Ja, ja, schon schön so goldene Bäume – aber wer recht die Blätter nachher wieder auf? Foto: imago images/Rene Traut/Rene Traut

Was finden die Leute eigentlich am Herbst? Für unseren Autoren ist die Zeit zwischen Sommer- und Weihnachtsferien vor allem ein Ärgernis aus kranken Lehrern und Blätter schmeißenden Ahornbäumen.

Stuttgart - Würde ich eine Rangfolge der Jahreszeiten erstellen, dann stünde selbstverständlich der Sommer mit weitem Abstand an der Spitze. Auf Platz zwei läge der Frühling, dessen Launenhaftigkeit zwar häufig nervt, der aber durch seine Brückenfeiertage im Mai und Juni, die Pfingstferien und seine Nähe zum Sommer zu punkten weiß, während der einzigen Vorzug des nasskalten und dunklen Winters, der auf Rang drei folgt, in der sogenannten Zeit zwischen den Jahren besteht, welche die Gelegenheit bietet, guten Gewissens den ganzen Tag wild durcheinander zu essen und zu trinken, seien es Vanillekipferl, Williams-Christbirne, Gänsekeulen, Rumpunsch oder die Reste des Käsefondues vom Vorabend.

Weit abgeschlagen auf dem vierten und letzten Platz: der Herbst. Was keineswegs nur daran liegt, dass er die am weitesten vom Sommer entfernte Jahreszeit ist.

Grüngutsäcke voller Ahornblätter

Auch nach langem Nachdenken ist mir bislang noch kein einziger Grund eingefallen, dieser bleiernen Zeit zwischen dem Ende der Sommer- und dem Beginn der Weihnachtsferien etwas Positives abgewinnen zu können. Die leuchtend bunte Blätterpracht der Bäume wird in diesem Zusammenhang gerne genannt – doch erinnert sie mich immer nur daran, dass ich bald wieder viel Zeit damit verbringen werde, das Laub in unserem Garten zusammenzukehren und mit vollen Grüngutsäcken zum Wertstoffhof zu fahren.

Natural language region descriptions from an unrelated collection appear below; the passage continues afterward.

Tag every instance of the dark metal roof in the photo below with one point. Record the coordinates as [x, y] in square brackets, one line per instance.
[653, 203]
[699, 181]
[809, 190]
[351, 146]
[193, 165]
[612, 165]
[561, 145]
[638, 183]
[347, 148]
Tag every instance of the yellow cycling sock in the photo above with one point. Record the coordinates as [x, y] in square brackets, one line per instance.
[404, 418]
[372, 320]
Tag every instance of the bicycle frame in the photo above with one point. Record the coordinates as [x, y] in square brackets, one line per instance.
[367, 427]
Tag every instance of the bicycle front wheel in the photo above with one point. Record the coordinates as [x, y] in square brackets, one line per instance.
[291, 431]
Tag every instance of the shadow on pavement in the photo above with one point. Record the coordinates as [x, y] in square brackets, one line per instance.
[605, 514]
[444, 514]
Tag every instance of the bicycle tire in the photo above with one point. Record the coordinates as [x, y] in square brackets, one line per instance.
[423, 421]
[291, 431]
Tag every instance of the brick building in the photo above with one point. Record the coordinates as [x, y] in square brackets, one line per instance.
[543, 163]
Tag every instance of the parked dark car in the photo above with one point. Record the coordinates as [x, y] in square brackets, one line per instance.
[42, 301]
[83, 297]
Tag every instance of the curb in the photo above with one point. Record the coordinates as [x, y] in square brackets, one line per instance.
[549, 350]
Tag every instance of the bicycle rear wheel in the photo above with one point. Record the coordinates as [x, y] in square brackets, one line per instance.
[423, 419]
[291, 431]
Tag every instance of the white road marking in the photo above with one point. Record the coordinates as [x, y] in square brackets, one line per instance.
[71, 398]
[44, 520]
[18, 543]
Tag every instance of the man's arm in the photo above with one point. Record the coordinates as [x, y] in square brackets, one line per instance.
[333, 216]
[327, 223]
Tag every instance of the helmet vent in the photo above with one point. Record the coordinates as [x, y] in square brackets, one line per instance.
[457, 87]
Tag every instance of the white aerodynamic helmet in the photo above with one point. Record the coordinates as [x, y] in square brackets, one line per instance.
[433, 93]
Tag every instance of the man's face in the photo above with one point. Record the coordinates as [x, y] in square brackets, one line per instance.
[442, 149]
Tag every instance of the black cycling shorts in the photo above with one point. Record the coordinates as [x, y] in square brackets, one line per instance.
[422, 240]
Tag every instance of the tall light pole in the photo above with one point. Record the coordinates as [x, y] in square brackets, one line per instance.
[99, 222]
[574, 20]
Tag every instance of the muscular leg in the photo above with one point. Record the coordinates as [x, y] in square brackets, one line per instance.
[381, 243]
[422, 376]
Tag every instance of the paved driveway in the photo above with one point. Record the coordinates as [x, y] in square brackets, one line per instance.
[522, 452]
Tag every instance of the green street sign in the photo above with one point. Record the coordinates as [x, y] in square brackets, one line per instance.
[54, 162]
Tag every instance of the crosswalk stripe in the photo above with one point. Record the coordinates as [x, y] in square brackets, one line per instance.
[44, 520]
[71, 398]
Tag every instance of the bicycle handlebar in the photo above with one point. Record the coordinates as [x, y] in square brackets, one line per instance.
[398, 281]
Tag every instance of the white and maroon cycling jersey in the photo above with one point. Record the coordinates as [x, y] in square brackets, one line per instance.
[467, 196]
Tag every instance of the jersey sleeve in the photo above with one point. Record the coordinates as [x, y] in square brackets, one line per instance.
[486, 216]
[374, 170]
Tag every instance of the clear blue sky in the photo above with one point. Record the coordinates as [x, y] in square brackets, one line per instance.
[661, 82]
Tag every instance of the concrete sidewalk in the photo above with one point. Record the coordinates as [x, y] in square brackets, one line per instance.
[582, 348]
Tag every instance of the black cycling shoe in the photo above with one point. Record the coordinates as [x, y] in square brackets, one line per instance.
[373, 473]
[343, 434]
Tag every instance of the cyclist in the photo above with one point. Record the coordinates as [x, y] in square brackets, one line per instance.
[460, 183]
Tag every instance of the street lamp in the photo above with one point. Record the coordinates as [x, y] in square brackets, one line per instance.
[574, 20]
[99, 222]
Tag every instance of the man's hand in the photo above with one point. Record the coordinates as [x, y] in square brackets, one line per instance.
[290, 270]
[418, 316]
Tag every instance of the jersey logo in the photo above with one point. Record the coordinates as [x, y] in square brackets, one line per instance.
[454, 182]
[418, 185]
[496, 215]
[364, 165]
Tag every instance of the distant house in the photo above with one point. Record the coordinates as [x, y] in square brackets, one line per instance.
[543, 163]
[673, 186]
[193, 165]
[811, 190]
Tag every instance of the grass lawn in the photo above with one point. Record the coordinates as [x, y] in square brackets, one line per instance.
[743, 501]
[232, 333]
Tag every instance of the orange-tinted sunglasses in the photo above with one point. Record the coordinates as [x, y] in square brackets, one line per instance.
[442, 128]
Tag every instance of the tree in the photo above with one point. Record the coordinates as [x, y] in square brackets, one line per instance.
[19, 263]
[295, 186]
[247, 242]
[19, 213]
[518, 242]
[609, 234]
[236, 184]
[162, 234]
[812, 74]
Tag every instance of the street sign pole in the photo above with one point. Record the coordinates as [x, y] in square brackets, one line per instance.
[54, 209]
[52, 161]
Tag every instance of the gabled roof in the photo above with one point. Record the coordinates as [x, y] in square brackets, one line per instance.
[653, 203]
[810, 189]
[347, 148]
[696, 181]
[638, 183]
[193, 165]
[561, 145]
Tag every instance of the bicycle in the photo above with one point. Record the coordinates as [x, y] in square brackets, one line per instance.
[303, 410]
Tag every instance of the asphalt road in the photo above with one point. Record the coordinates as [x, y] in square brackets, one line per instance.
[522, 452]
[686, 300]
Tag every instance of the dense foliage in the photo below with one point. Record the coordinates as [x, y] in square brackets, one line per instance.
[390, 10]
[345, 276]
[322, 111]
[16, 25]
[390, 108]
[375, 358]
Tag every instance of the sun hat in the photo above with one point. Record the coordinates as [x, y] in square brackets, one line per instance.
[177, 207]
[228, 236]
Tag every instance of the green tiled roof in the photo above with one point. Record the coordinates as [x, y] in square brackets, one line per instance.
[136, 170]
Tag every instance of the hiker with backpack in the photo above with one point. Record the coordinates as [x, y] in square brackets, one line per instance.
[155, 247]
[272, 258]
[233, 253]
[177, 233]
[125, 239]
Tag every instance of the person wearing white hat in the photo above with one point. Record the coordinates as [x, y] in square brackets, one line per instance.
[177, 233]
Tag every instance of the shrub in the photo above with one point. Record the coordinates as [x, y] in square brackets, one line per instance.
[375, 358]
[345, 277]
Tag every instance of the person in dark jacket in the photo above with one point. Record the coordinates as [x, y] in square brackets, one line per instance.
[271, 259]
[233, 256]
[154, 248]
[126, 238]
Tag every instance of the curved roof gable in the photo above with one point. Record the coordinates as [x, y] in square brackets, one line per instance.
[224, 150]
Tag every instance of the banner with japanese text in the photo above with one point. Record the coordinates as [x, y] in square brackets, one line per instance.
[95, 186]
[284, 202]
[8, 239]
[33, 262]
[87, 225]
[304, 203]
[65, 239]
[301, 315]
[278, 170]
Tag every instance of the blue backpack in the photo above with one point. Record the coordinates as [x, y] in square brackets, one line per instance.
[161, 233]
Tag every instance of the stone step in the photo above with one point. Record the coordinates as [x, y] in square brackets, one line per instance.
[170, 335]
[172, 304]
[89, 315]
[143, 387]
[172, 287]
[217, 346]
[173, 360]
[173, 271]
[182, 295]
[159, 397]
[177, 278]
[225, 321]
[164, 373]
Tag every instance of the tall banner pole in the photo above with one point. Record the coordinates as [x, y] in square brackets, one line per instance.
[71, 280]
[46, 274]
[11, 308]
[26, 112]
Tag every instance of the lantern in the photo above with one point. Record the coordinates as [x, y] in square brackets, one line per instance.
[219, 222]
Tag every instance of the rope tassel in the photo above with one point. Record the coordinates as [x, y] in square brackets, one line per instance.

Es steht zwar nur ein einziger und regelmäßig für viel Geld gestutzter Ahornbaum im Gemeinschaftsgarten unseres Hauses. Doch bin ich jedes Jahr aufs Neue verblüfft, wie viele Blätter er abwirft – und mit welchem Einfallsreichtum sich die Kinder darum drücken, selbst den Rechen in die Hand zu nehmen. Auf bevorstehende Klassenarbeiten verweisen sie gerne, obwohl ich mich des Eindrucks nicht erwehren kann, dass es keine andere Jahreszeit gibt, in der weniger Schulunterricht stattfindet, nicht einmal im Sommer mit seinen langen Ferien.

Die ersten zwei Stunden fallen aus, die letzte auch

Freudestrahlend zeigen mir die Kinder auch in diesem Herbst fast täglich ihre Schul-Apps, in denen brandaktuell vermeldet wird, dass am nächsten Vormittag aufgrund kranker Lehrerinnen und Lehrer nicht nur die ersten zwei Stunden entfallen, sondern auch die letzten zwei. Ich möchte zwar keinen weiteren Shitstorm durch die Lehrerschaft riskieren, deren Arbeit ich sehr schätze und mit der ich nicht tauschen möchte. Doch will ich auch nicht verhehlen, dass ich mich gelegentlich frage, wie es wohl um die Wirtschaft in der Bundesrepublik bestellt wäre, gäbe es in den Betrieben einen ähnlich hohen Krankenstand wie an den Schulen.

Als blanken Hohn empfinde ich denn auch die baden-württembergischen Herbstferien in der ersten Novemberwoche, mit denen rein gar nichts anzufangen ist. Verzweifelt werden meine Frau und ich auch dieses Mal versuchen, die Zeit mit dem einen oder anderen Familienausflug ins Grüne beziehungsweise Herbstbunte zu überbrücken. Und dabei wieder einmal Zweierlei feststellen: Erstens werden die Kinder nicht die geringste Lust haben, sich von ihren Computern und Tablets zu trennen und an die frische Luft zu gehen. Und zweitens werden wir garantiert wieder die falsche Garderobe gewählt haben, wenn es entweder plötzlich zu regnen beginnt, ein Sturm heraufzieht oder ausnahmsweise die Sonne die Wolkendecke durchbricht. Beste Laune wird garantiert nur das jüngste Familienmitglied haben: Billie, unser Labradormischling.

Marko Schumacher (49) ist Sportredakteur, Vater von vier Kindern – und träumt davon, in einem Land zu leben, in dem jeden Tag die Sonne scheint.